The amendment, Public Act 102-0233, became effective immediately upon the governor’s signing in early-August.
Under the amendment, “work authorization status” is defined as the status of a person born outside of the United States, and not a U.S. citizen, who is authorized by the federal government to work in the United States. See Public Act 102-0233. While this anti-discrimination amendment seems to align with federal law, the definition of protected individuals is much broader.

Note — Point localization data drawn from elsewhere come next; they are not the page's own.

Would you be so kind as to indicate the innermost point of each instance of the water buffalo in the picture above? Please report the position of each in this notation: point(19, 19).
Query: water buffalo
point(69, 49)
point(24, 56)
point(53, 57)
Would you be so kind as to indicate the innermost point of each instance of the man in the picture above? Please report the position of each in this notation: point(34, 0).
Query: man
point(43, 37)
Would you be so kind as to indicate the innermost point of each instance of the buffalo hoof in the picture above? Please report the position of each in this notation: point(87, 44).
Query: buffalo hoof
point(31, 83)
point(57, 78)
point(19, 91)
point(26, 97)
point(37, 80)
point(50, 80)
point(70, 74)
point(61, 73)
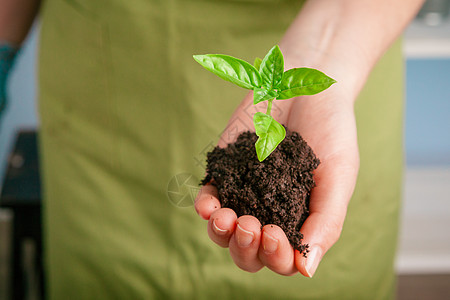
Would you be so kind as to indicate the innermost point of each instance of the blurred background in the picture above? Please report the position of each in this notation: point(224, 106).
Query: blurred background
point(424, 246)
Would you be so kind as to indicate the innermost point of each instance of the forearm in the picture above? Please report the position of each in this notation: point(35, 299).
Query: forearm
point(16, 17)
point(345, 38)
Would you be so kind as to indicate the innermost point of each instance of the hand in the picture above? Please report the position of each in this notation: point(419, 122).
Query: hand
point(326, 121)
point(7, 54)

Federal immigration law prohibits citizenship discrimination and protects U.S. citizens, U.S. nationals, asylees, refugees, and recent lawful permanent residents. The Illinois Human Rights Act also prohibits citizenship discrimination. Federal and Illinois discrimination laws prohibit discrimination based on national origin. The amendment to the Illinois Human Rights Act adds a new category and makes it a violation, among other things, for any employer “to refuse to honor work authorization based upon the specific status or term of status that accompanies the authorization to work.” This law protects any individual with Employment Authorization Documents (EADs), including DACA (Deferred Action for Childhood Arrivals), TPS (Temporary Protected Status), and DED (Deferred Enforced Departure) beneficiaries, as well as non-immigrants, such as H-4 and L-2 spouses.
Although the amendment states that nothing in the Illinois Human Rights Act “shall require an employer to sponsor, either monetarily or otherwise, any applicant or employee to obtain or modify work authorization status,” it does prevent an employer from making employment decisions based on EAD expiration dates or a particular work authorization status (like DACA, H4 EADs, or TPS). DACA beneficiaries or Dreamers have already brought lawsuits alleging that such actions violate Section 1981 of the federal Civil Rights Act and the Illinois amendment may have been a reaction to those cases.
Illinois employers may need to modify their hiring and I-9 practices to ensure they do not violate the amended Illinois Human Rights Act.